WOOD RIVER JCT. — Chariho Superintendent of Schools Barry Ricci presented his list of 2019 goals at the Jan. 22 School Committee meeting, outlining ambitious targets for student performance. The initiative to create specialty elementary schools will also be finalized this year.
Ricci said his goals were derived from the district’s new five-year strategic plan, Vision 2023, a collaborative effort that in addition to Chariho administrators and teachers, also included students and the general public. Approved by the School Committee at the Dec. 11 meeting, Vision 2023 will guide all district policies and programs.
“My goals address components of Vision 2023 which I believe will be most impactful,” Ricci said.
One of Ricci’s priorities is ensuring that every school, including the Chariho Alternative Learning Academy, or CALA, receives four or five stars in the next statewide schools ranking.
Although most Chariho schools received high, four- or five-star ratings in the state “report card” released last December, CALA, which serves the district’s special-needs students, received the lowest rating of one star and has been identified as requiring additional state oversight. Ricci said he welcomed the challenge of improving performance at the school and did not see any reason to expect less from CALA than the district’s other schools.
“One of the reasons CALA is a school as opposed to a program is that we want it held to the same standards as all other schools,” he said. “Our students deserve no less.”
Learning from Massachusetts
Ricci’s plan to improve Chariho test scores includes learning from schools in neighboring Massachusetts. After identifying demographically similar but higher-scoring schools in Massachusetts, which, on a state level, outperformed Rhode Island on standardized assessments, Ricci matched them with Chariho schools. The hope is that the Chariho schools will learn how and why their Massachusetts counterparts perform at such high levels.
Chariho High School has been paired with Dartmouth High School, the middle school with Harold Quarters Middle School in Mansfield, Ashaway Elementary School with Cushing Elementary School in Scituate, Charlestown elementary with Winthrop elementary in Ipswich, Hope Valley elementary with Carlisle elementary in Carlisle and Richmond elementary with Fiske elementary in Wellesley.
“I hope to see improvement in some schools very quickly, as they were very close to a higher rating,” Ricci said. “Unfortunately, we received results very late, which delayed our analysis and implementation of next steps.”
Specialization moves ahead
The four elementary schools are finalizing their respective specialties, which, the district hopes, will attract and retain students who might otherwise attend charter or private schools. The district is required to pay the transportation for students attending schools outside Chariho, and the specialty initiative is an effort to keep them in the district, in an increasingly competitive academic environment.
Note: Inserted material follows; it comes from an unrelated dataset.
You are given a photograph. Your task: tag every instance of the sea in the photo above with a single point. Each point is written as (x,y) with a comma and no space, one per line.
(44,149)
It will also provide more flexibility for students who live in one town but wish to attend an elementary school in another.
“The four elementary principals will present to the School Committee this spring,” Ricci said. “The work is quite far along. We have received some interest from parents of new kindergarten students. Our transportation policy currently allows for group stops. Group bus stops may be established to facilitate transportation among elementary schools."
In addition to the required standard curriculum, Charlestown Elementary will offer outdoor learning, Richmond will focus on health and wellness, Ashaway will focus on engineering and robotics and Hope Valley will feature media and technical arts. The specialties were chosen by the schools and their communities.
The district will also explore new ways to keep high school students engaged in their senior year.
“Examples include independent study, internship, expansion of career and technical education programs and advanced placement courses, and Incubator [a program encouraging entrepreneurship and business innovation],” Ricci said. “We are interested in opportunities that provide seniors with more control over and responsibility for their learning, learning that aligns with post-high school plans and career interests.”